Ci volle più di un momento. Ci vollero circa tre minuti, mentre il computer cercava il numero lasciato da Kralick, che era fuori ufficio, lo chiamava e lo faceva venire all’apparecchio. Alla fine, lo schermo mi mostrò un giovanotto dall’aria cupa, sorprendentemente brutto, con la faccia a cuneo e certe arcate sopracciliari sporgenti che avrebbero fatto l’orgoglio di un uomo di Neanderthal. Per me fu un sollievo: mi ero aspettato uno di quegli yes-men plastici e smontabili tanto numerosi a Washington. Qualunque cosa fosse Kralick, almeno non era stato coniato con il solito stampo. La sua bruttezza era un elemento a favore.
«Dottor Garfield,» disse immediatamente, «speravo proprio che mi chiamasse! Ha passato una piacevole vacanza?»
«Eccellente.»
«La sua segretaria merita una medaglia per la sua devozione, professore. In pratica l’ho minacciata di chiamare in causa la Guardia Nazionale se non mi avesse messo in comunicazione con lei. Ma ha rifiutato egualmente.»
«Avevo avvertito quelli del mio staff che avrei vivisezionato chiunque si permettesse di violare la mia intimità, signor Kralick. In cosa posso esserle utile?»
«Può venire a Washington domani? Completamente spesato.»
«Di che cosa si tratta, questa volta? Di una conferenza sulle nostre possibilità di sopravvivere fino al ventunesimo secolo?»

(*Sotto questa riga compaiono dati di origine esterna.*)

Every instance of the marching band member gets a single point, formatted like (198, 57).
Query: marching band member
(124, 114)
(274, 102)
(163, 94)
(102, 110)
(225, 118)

Kralick sorrise seccamente. «Non è una conferenza, dottor Garfield. Abbiamo bisogno della sua collaborazione in senso molto speciale. Vorremmo cooptare qualche mese del suo tempo e assegnarle un incarico che nessun altro al mondo potrebbe svolgere.»
«Qualche mese? Non credo di poter…»
«È indispensabile, signore. Non mi sto limitando a spacciarle le solite chiacchiere. È una faccenda veramente grossa.»
«Posso conoscere qualche particolare?»
«Non per telefono, purtroppo.»
«E lei vorrebbe che accorressi a Washington con un giorno di preavviso per discutere di qualcosa di cui lei non può dirmi niente?»
«Sì. Se preferisce, verrò io in California per discuterne. Ma questo comporterebbe ulteriori ritardi, e abbiamo già perduto tanto tempo che…»
Tesi la mano verso il pulsante che interrompeva la comunicazione, facendo in modo che Kralick se ne accorgesse. «Se non ne ho almeno un’idea, signor Kralick, purtroppo dovrò porre fine a questa conversazione.»
Lui non si lasciò intimidire. «Un solo accenno, allora.»
«Sì?»
«È al corrente del cosiddetto uomo venuto dal futuro che è arrivato qualche settimana fa?»
«Più o meno.»
«Il nostro progetto riguarda proprio lui. Abbiamo bisogno che lei l’interroghi su certe cose. Io…»
Per la seconda volta in tre giorni, ebbi la sensazione di precipitare in un trabocchetto. Pensai a Jack che mi supplicava di parlare con Vornan-19: e adesso il governo mi ordinava di fare la stessa cosa. Il mondo era impazzito.
Interruppi Kralick, precipitosamente: «Sta bene. Domani sarò a Washington.»